29. The main Roman road, called the Appian Way, was now taken, upon which was the marketplace called Apii Forum, forty-three miles from Rome. Its site is supposed to be marked by some ruins near Treponti. Farther on was a place called the “Three Taverns,” about thirty-three Roman miles from the city and near the present Cisterna.
CHAPTER IX.
PAUL AT ROME.
THE SEVEN CHURCHES.
COLOSSE AND HIERAPOLIS.
1. After their arrival at Rome, Paul was permitted to dwell by himself with a soldier who kept him and to whom he was bound with a chain, Acts 28:20. For two years Paul remained at Rome in a hired house, Acts 28:30, teaching and preaching to all those who came to visit him, and no one forbade him, for the Jews at Rome were under so great fear of the Government that they were exceedingly cautious to cause no uproar. They had not long before been expelled from the city in consequence of an uproar,and they were forced to express any objections to the new faith in a very quiet way.[204]

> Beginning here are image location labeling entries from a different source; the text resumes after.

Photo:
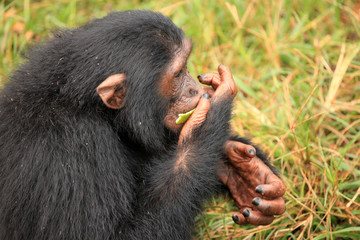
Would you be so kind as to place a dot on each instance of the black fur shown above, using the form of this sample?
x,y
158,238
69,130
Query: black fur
x,y
70,168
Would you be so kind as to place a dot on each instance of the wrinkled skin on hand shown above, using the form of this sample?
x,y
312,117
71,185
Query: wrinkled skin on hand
x,y
256,190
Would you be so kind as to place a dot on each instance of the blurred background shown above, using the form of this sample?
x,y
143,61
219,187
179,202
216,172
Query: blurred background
x,y
297,66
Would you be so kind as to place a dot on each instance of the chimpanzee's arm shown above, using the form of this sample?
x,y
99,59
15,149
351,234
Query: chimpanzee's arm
x,y
177,184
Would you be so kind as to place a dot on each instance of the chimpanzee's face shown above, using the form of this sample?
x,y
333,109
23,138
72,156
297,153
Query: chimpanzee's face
x,y
182,90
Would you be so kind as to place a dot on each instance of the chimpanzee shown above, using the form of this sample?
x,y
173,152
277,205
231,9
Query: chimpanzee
x,y
90,148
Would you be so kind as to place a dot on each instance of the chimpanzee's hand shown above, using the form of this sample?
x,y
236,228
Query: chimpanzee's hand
x,y
222,87
256,189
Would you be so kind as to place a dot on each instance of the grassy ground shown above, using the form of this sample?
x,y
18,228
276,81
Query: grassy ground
x,y
297,66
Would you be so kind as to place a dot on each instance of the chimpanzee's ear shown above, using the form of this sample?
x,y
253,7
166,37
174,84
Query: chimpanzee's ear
x,y
112,91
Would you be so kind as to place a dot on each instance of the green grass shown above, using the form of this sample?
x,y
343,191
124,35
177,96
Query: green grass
x,y
297,66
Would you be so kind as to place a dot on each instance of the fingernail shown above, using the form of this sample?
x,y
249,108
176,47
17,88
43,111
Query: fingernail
x,y
252,152
256,201
246,213
259,190
236,218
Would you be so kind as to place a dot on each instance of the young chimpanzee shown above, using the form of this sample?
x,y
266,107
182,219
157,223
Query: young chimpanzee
x,y
90,148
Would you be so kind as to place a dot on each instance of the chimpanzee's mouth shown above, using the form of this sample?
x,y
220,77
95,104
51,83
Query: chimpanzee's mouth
x,y
183,117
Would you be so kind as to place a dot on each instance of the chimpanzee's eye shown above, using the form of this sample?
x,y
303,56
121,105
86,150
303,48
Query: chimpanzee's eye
x,y
178,74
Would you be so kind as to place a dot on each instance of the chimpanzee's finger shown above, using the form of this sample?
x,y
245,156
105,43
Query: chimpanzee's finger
x,y
209,90
211,79
270,207
238,151
197,118
273,189
239,219
257,218
227,82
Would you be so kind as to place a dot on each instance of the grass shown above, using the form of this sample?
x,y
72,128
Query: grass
x,y
297,66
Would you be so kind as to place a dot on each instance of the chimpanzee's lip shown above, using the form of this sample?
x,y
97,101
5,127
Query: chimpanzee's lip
x,y
183,117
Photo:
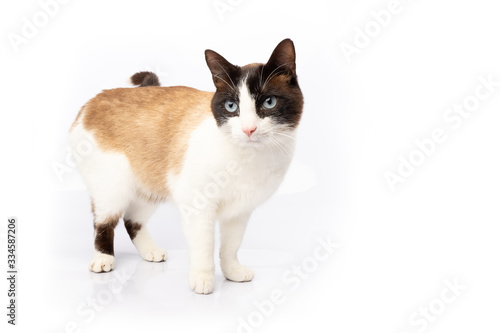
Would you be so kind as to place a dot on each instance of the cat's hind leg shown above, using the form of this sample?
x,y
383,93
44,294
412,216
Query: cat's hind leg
x,y
136,216
105,221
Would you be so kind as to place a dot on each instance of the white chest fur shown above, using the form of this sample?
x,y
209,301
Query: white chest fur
x,y
225,178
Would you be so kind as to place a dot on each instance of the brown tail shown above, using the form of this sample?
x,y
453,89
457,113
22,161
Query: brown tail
x,y
145,79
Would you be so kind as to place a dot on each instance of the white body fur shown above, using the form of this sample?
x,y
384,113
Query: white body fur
x,y
220,180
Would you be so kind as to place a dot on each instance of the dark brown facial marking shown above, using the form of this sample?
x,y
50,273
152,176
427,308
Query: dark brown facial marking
x,y
276,78
104,235
132,228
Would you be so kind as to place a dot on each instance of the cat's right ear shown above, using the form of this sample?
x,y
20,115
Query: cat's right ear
x,y
222,70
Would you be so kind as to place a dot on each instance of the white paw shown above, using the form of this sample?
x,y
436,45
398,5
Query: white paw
x,y
102,263
238,273
155,254
202,282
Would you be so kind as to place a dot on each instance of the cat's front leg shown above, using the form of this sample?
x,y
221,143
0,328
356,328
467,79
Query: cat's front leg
x,y
232,231
199,229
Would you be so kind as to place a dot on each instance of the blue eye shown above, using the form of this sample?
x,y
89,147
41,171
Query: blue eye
x,y
270,103
231,106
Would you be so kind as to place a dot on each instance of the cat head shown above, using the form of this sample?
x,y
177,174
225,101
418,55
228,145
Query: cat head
x,y
257,102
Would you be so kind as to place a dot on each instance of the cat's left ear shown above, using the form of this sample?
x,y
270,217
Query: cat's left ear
x,y
222,70
283,56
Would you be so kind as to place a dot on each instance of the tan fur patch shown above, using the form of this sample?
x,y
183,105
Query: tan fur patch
x,y
151,126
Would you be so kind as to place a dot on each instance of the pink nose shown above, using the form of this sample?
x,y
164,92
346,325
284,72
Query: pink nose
x,y
249,131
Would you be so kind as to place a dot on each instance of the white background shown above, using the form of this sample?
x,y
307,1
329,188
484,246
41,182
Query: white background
x,y
397,248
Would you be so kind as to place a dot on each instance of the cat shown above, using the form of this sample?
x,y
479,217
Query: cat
x,y
216,155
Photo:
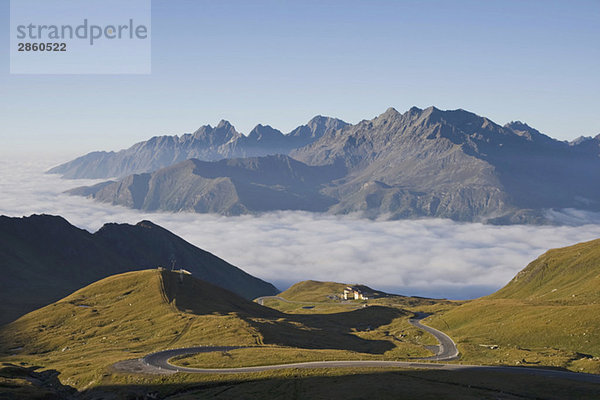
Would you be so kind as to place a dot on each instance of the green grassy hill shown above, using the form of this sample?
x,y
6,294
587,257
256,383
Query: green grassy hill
x,y
313,291
128,315
44,258
549,314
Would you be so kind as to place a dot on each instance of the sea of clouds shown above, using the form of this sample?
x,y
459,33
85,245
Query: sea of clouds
x,y
427,257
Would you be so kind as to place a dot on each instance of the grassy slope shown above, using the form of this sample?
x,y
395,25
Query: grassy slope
x,y
128,315
44,258
313,291
120,317
549,314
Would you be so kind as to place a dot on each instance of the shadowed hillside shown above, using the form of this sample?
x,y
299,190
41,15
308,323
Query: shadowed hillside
x,y
45,258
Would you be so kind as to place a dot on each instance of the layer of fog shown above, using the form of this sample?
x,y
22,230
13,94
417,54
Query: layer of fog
x,y
431,257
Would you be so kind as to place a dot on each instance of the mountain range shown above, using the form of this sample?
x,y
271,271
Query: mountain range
x,y
207,143
421,163
44,258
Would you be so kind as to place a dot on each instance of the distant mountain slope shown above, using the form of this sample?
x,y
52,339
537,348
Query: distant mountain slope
x,y
207,143
45,258
549,313
229,187
454,164
422,163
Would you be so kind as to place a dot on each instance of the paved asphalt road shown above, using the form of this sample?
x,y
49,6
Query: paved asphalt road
x,y
446,350
159,362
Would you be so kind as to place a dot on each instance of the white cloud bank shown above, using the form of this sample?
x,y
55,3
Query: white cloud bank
x,y
431,257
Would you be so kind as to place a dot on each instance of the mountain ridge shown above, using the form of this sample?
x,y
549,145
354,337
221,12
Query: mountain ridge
x,y
206,143
421,163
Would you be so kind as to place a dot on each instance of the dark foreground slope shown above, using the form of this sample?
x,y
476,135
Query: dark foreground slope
x,y
44,258
549,314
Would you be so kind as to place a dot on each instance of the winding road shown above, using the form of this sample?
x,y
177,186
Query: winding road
x,y
446,350
158,363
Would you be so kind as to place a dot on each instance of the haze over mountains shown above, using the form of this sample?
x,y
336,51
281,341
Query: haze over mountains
x,y
422,163
207,143
45,258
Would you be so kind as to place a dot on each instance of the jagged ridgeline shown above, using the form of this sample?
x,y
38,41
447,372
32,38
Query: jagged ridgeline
x,y
44,258
549,313
421,163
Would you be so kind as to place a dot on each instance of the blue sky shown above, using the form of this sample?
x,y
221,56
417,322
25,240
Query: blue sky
x,y
282,62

2. We can learn nothing of the subsequent life of the apostle except from notices which occur in the various epistles. It appears that the Jews were unable to gather any definite charge sufficient to sustain them in any plea against Paul. But during this long residence at Rome several epistles were written and many converts were made through the apostle’s efforts.
3. For his success in preaching see Phile. 14. It is evident that Luke was with him, Col. 4:15; Phile. 24; Timothy also, Phile. 1; Col. 1:1; Phil. 1:1; and others; see Col. 4:7; Eph. 6:21; and John Mark was found “profitable to him,” Col. 4:10; 2 Tim. 4:1; Phile. 24; Col. 4:14; 2 Tim. 4:10, wherein we see that Demas afterward forsook him; Col. 1:7.

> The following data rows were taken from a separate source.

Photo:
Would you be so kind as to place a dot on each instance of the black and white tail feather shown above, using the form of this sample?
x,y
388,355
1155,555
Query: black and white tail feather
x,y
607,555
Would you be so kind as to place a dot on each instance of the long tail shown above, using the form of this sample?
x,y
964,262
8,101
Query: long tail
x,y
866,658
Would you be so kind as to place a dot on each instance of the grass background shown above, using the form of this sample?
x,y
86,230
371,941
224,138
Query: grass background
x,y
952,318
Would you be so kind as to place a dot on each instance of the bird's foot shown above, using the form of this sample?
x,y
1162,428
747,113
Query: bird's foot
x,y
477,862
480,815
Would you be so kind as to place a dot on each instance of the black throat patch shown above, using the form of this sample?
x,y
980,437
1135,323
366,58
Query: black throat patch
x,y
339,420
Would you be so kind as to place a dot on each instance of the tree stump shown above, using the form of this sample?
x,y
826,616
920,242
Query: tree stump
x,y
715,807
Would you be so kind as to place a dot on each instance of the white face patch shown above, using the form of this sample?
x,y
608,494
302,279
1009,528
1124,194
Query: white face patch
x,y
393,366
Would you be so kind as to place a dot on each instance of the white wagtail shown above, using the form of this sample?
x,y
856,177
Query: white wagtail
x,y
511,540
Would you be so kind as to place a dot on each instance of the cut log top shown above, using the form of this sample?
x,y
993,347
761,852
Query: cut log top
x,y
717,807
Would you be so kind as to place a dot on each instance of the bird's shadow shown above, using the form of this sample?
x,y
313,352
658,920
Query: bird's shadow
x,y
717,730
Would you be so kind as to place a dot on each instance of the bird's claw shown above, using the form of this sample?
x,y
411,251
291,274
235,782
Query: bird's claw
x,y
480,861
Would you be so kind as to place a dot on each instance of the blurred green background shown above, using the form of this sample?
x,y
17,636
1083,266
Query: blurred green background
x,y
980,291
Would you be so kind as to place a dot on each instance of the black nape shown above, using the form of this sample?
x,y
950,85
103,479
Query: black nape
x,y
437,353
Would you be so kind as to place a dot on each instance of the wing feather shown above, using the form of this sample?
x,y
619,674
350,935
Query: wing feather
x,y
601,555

At this time the case of Onesimus is interesting; see Epistle to Philemon. Onesimus had escaped to Rome and had been converted to the true faith, but after his conversion returned with a letter from Paul to his master.
The Epistle to the Colossians was now written and sent probably by Onesimus and Tychicus, the latter being charged with another epistle, namely, to the Ephesians.

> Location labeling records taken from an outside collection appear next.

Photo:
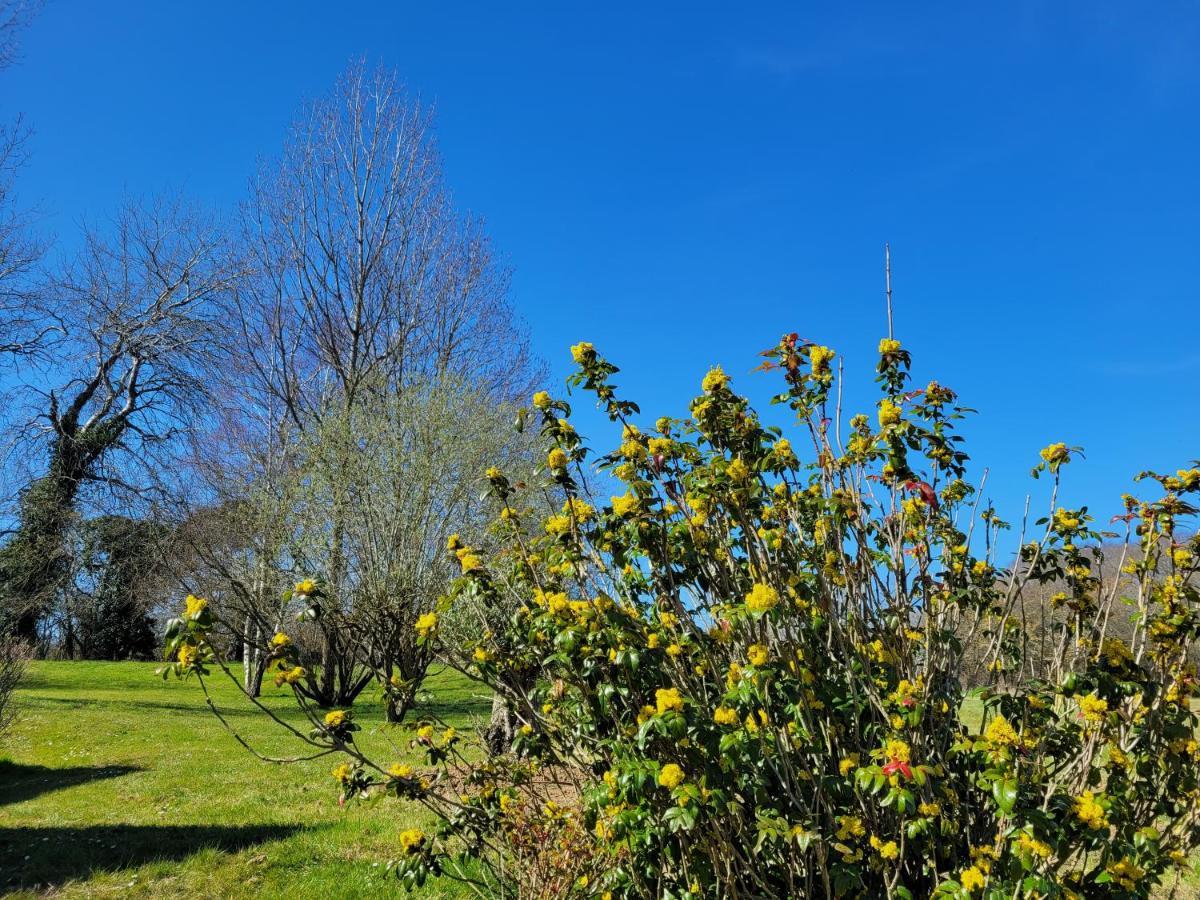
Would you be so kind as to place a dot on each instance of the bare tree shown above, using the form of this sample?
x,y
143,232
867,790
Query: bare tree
x,y
138,323
366,282
15,16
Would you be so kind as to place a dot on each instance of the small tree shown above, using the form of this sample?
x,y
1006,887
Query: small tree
x,y
366,285
137,312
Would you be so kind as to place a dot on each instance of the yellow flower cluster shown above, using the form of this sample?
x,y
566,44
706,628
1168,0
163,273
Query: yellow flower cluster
x,y
412,840
714,381
887,850
1055,454
972,880
724,715
335,718
195,606
1089,811
762,598
667,700
671,777
889,413
583,353
624,505
426,624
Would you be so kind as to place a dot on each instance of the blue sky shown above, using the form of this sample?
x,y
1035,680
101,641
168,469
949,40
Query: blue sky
x,y
682,183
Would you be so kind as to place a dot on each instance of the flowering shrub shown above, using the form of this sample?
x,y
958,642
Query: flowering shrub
x,y
744,675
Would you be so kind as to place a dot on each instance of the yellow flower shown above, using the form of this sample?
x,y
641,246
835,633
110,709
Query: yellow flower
x,y
1126,873
667,699
558,525
888,850
1092,708
671,775
714,379
582,352
335,718
411,840
850,827
1089,811
737,469
196,605
187,655
661,447
889,413
624,505
1056,454
1030,845
762,598
633,449
426,624
1001,732
972,880
724,715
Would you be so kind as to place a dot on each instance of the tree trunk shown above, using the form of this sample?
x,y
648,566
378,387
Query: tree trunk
x,y
251,659
502,729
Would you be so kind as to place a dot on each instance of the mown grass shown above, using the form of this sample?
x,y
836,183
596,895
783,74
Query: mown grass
x,y
118,784
114,783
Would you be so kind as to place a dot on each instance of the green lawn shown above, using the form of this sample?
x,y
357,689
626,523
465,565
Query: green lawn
x,y
117,784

These letters were written probably in the spring of A. D. 62. About this time Paul was cheered by an offering sent from the church in Philippi, who remembered the apostle in his confinement, Phil. 4. This Epistle to the Philippians was also written from Rome and sent by the same one that brought the gift from the church, namely, Epaphroditus.
4. All we know of the apostle after this is from ecclesiastical writers of the early Christian church. From these it has been supposed that he was tried and acquitted of the charges against him and that after this he visited some of the churches he had been instrumental in planting.